One must conceive of man as a series of active relationships (a process) in which individuality, though perhaps the most important, is not, however, the only element to be taken into account. . . . The humanity which is reflected in each individuality is composed of various elements: 1. the individual; 2. other men; 3. the natural world. . . . Each one of us changes himself . . . to the extent that he changes . . . the complex relations of which he is the hub. . . . If one's own individuality is the ensemble of these relations, to create one's own personality means to acquire consciousness of them, and to modify one's own personality means to modify the ensemble of these relations. But these relations, as we have said, are not simple. Some are necessary, others are voluntary. . . . It will be said that what each individual can change is very little, considering his strength. This is true up to a point. But when the individual can associate himself with all the other individuals who want the same changes, and if the changes wanted are rational, the individual can be multiplied an impressive number of times, and can obtain a change which is far more radical than at first sight seemed possible. . . . Up to now the significance attributed to these supra-individual organisms [that the individual is related to] (both the societas hominum and the societas rerum) has been mechanistic and determinist; hence the reaction against it. It is necessary to elaborate a doctrine in which these relations are seen as active and in movement, establishing quite clearly that the source of this activity is the consciousness of the individual man who knows, wishes, admires, creates . . . and conceives of himself not as isolated but rich in the possibilities offered to him by other men and by the society of things of which he cannot help having a certain knowledge.


FOAF focus

I pretty much like the new property Dan Brickley introduced as the next addition to FOAF. For what it does, see Dan's explanations yesterday on LOD forum. The rationale is clearly set:
Because conceptualisations of things as SKOS concepts are distinct from the things themselves. If this weren't the case, we couldn't have diverse treatment of common people/places/artifacts in multiple SKOS thesauri.

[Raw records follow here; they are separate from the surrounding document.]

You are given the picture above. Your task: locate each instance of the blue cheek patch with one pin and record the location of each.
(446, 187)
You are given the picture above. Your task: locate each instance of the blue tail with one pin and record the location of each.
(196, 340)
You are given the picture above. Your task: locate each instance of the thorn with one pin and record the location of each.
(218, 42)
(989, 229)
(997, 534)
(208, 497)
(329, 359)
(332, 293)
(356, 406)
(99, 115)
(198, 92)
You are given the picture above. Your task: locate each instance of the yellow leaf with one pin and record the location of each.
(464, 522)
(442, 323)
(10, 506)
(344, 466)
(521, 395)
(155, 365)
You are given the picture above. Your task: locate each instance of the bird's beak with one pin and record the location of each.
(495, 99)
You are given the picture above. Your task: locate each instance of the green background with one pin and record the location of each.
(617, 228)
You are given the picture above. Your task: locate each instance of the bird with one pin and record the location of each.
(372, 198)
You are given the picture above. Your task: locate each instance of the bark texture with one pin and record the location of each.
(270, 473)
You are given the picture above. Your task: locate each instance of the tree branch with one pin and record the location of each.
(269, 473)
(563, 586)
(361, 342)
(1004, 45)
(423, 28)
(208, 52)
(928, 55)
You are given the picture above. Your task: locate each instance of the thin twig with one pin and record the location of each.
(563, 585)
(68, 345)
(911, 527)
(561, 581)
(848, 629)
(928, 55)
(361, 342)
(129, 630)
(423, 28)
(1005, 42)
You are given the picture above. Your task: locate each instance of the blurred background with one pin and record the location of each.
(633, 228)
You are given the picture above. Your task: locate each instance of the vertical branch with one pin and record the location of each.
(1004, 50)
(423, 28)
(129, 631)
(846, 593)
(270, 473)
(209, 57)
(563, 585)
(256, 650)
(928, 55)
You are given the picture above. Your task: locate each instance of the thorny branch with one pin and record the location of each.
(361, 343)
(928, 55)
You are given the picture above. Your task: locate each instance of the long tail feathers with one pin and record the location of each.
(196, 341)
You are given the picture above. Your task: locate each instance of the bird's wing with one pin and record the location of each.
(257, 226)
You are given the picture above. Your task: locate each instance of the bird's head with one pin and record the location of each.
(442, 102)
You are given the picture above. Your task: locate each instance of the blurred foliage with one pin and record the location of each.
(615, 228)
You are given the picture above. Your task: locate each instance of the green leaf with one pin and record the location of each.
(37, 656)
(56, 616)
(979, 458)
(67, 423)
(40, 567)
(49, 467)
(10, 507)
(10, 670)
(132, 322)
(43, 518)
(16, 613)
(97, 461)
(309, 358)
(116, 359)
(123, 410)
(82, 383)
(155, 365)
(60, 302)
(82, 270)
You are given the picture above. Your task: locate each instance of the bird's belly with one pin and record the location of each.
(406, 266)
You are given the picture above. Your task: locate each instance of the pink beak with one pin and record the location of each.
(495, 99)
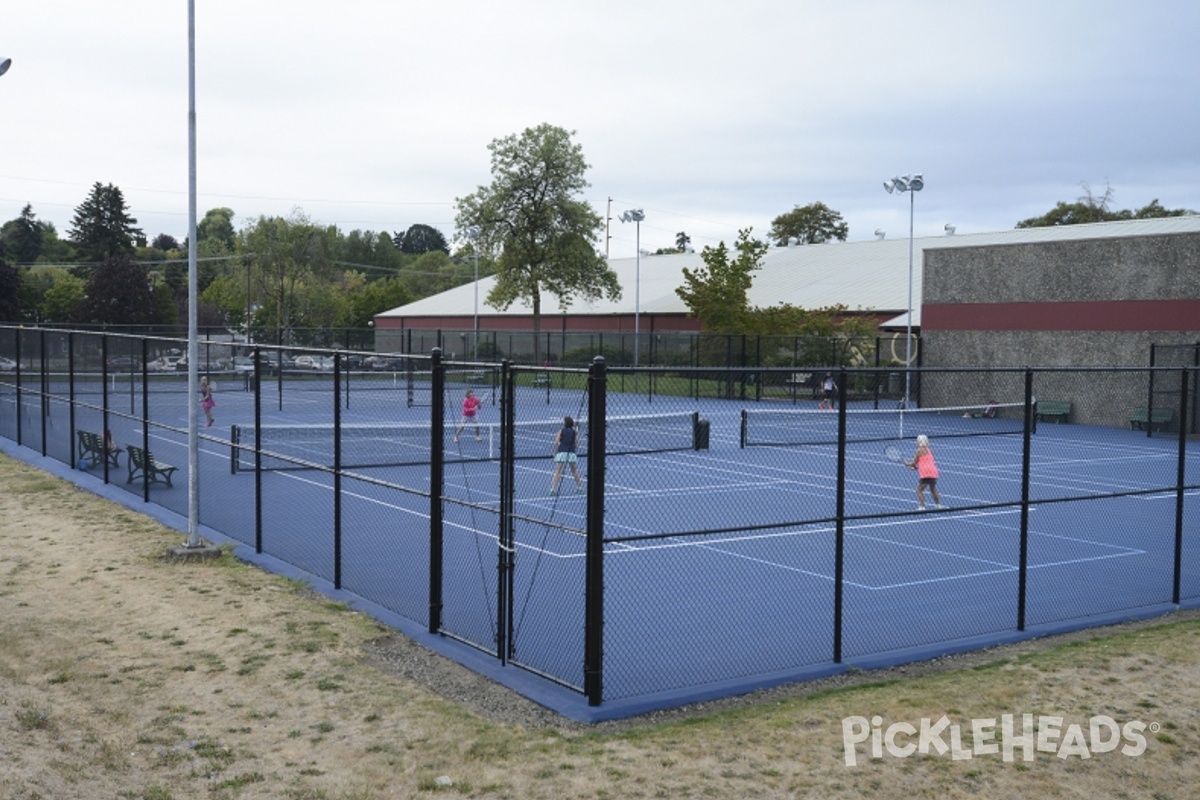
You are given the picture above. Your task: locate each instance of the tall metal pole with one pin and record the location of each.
(475, 344)
(193, 385)
(637, 296)
(907, 336)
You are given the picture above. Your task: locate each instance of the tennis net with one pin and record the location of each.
(793, 427)
(311, 446)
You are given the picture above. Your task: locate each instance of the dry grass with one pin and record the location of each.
(123, 675)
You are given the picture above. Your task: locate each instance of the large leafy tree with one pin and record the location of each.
(102, 227)
(809, 224)
(532, 215)
(717, 294)
(10, 293)
(421, 239)
(63, 299)
(24, 238)
(288, 257)
(1092, 208)
(119, 293)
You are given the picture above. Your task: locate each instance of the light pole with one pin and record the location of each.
(636, 215)
(911, 184)
(473, 233)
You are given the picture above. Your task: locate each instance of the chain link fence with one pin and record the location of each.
(629, 533)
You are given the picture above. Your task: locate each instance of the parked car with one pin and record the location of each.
(216, 365)
(163, 364)
(383, 362)
(124, 365)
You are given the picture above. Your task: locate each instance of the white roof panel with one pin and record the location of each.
(862, 276)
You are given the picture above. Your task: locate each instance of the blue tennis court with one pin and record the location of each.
(759, 552)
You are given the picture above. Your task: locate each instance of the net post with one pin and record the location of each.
(1026, 458)
(593, 593)
(258, 446)
(1180, 479)
(337, 470)
(437, 457)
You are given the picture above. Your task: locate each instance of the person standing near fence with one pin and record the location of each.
(828, 392)
(469, 411)
(927, 473)
(207, 401)
(565, 444)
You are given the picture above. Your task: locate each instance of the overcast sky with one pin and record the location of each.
(712, 116)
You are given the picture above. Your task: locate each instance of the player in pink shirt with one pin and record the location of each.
(469, 409)
(927, 473)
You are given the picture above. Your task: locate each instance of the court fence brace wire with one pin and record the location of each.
(720, 536)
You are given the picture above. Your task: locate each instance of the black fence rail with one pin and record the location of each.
(633, 533)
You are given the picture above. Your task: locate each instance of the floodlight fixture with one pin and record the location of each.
(473, 234)
(911, 184)
(636, 215)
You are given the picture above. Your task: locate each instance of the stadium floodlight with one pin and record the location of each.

I let you enjoy the rest of the post, and will simply add that indeed, it's addressing in the specific context of interoperability of SKOS and FOAF the very issue we've been speaking about here for years. Things are distinct from their conceptualisations, and we need a way for various representations to focus on the same thing they are about. There is still a step further, though. The thing itself is present in the information system only through representations. The URI for the thing itself is the best proxy we can get for it in the system, but let's assume with Dan and FOAF'ers that it's somehow closer to the thing itself than concepts in thesauri, and therefore allows the latter to focus on the former. And certainly I'm delighted with the metaphore of the focus, which is yet another avatar of convergence, like the spokes of the wheel I try to keep rolling here. In french, either spokes of a wheel or converging rays of light are called rayons.